Sayan Murat, Sargin Fatma, Inan Dilara, Sevgi Dilek Y, Celikbas Aysel K, Yasar Kadriye, Kaptan Figen, Kutlu Selda, Fisgin Nuriye T, Inci Ayse, Ceran Nurgul, Karaoglan Ilkay, Cagatay Atahan, Celen Mustafa K, Koruk Suda T, Ceylan Bahadir, Yildirmak Taner, Akalın Halis, Korten Volkan, Willke Ayse
1 Faculty of Medicine, Clinical Laboratory, PCR Unit, University of Kocaeli , Kocaeli, Turkey .
2 Research Center of Experimental Health Sciences, University of Near East , Nicosia, Northern Cyprus .
AIDS Res Hum Retroviruses. 2016 Jan;32(1):26-31. doi: 10.1089/AID.2015.0110. Epub 2015 Oct 21.
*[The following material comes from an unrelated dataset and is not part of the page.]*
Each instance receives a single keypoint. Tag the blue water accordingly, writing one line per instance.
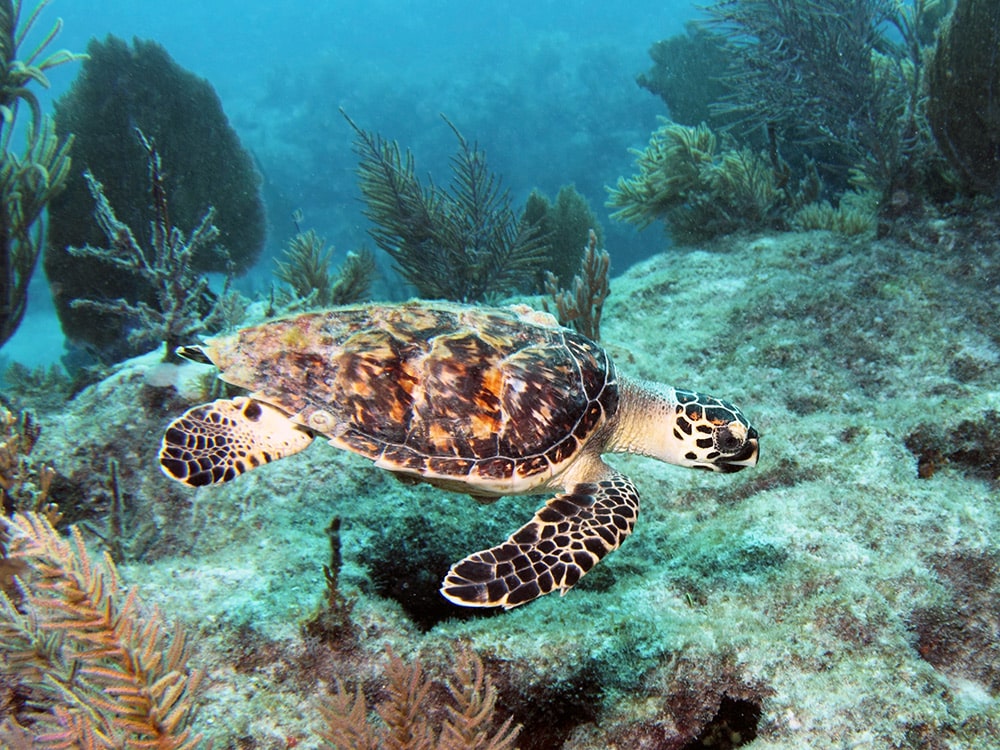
(546, 88)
HIV-1 replication is rapid and highly error-prone. Transmission of a drug-resistant HIV-1 strain is possible and occurs within the HIV-1-infected population. In this study, we aimed to determine the prevalence of transmitted drug resistance mutations (TDRMs) in 1,306 newly diagnosed untreated HIV-1-infected patients from 21 cities across six regions of Turkey between 2010 and 2015. TDRMs were identified according to the criteria provided by the World Health Organization's 2009 list of surveillance drug resistance mutations. The HIV-1 TDRM prevalence was 10.1% (133/1,306) in Turkey. Primary drug resistance mutations (K65R, M184V) and thymidine analogue-associated mutations (TAMs) were evaluated together as nucleos(t)ide reverse transcriptase inhibitor (NRTI) mutations. NRTI TDRMs were found in 8.1% (107/1,306) of patients. However, TAMs were divided into three categories and M41L, L210W, and T215Y mutations were found for TAM1 in 97 (7.4%) patients, D67N, K70R, K219E/Q/N/R, T215F, and T215C/D/S mutations were detected for TAM2 in 52 (3.9%) patients, and M41L + K219N and M41L + T215C/D/S mutations were detected for the TAM1 + TAM2 profile in 22 (1.7%) patients, respectively. Nonnucleoside reverse transcriptase inhibitor-associated TDRMs were detected in 3.3% (44/1,306) of patients (L100I, K101E/P, K103N/S, V179F, Y188H/L/M, Y181I/C, and G190A/E/S) and TDRMs to protease inhibitors were detected in 2.3% (30/1,306) of patients (M46L, I50V, I54V, Q58E, L76V, V82A/C/L/T, N83D, I84V, and L90M). In conclusion, long-term and large-scale monitoring of regional levels of HIV-1 TDRMs informs treatment guidelines and provides feedback on the success of HIV-1 prevention and treatment efforts.
HIV-1复制迅速且极易出错。耐药HIV-1毒株的传播是可能的,且发生在HIV-1感染人群中。在本研究中,我们旨在确定2010年至2015年间来自土耳其六个地区21个城市的1306例新诊断未治疗的HIV-1感染患者中传播耐药突变(TDRMs)的流行情况。根据世界卫生组织2009年监测耐药突变列表提供的标准来识别TDRMs。土耳其的HIV-1 TDRM流行率为10.1%(133/1306)。主要耐药突变(K65R、M184V)和与胸苷类似物相关的突变(TAMs)被一起评估为核苷(酸)逆转录酶抑制剂(NRTI)突变。在8.1%(107/1306)的患者中发现了NRTI TDRMs。然而,TAMs被分为三类,在97例(7.4%)患者中发现了TAM1的M41L、L210W和T215Y突变,在52例(3.9%)患者中检测到了TAM2的D67N、K70R、K219E/Q/N/R、T215F和T215C/D/S突变,在22例(1.7%)患者中分别检测到了TAM1 + TAM2模式的M41L + K219N和M41L + T215C/D/S突变。在3.3%(44/1306)的患者中检测到了非核苷逆转录酶抑制剂相关的TDRMs(L100I、K101E/P、K103N/S、V179F、Y188H/L/M、Y181I/C和G190A/E/S),在2.3%(30/1306)的患者中检测到了对蛋白酶抑制剂的TDRMs(M46L、I50V、I54V、Q58E、L76V、V82A/C/L/T、N83D、I84V和L90M)。总之,对HIV-1 TDRMs区域水平进行长期大规模监测可为治疗指南提供信息,并为HIV-1预防和治疗工作的成效提供反馈。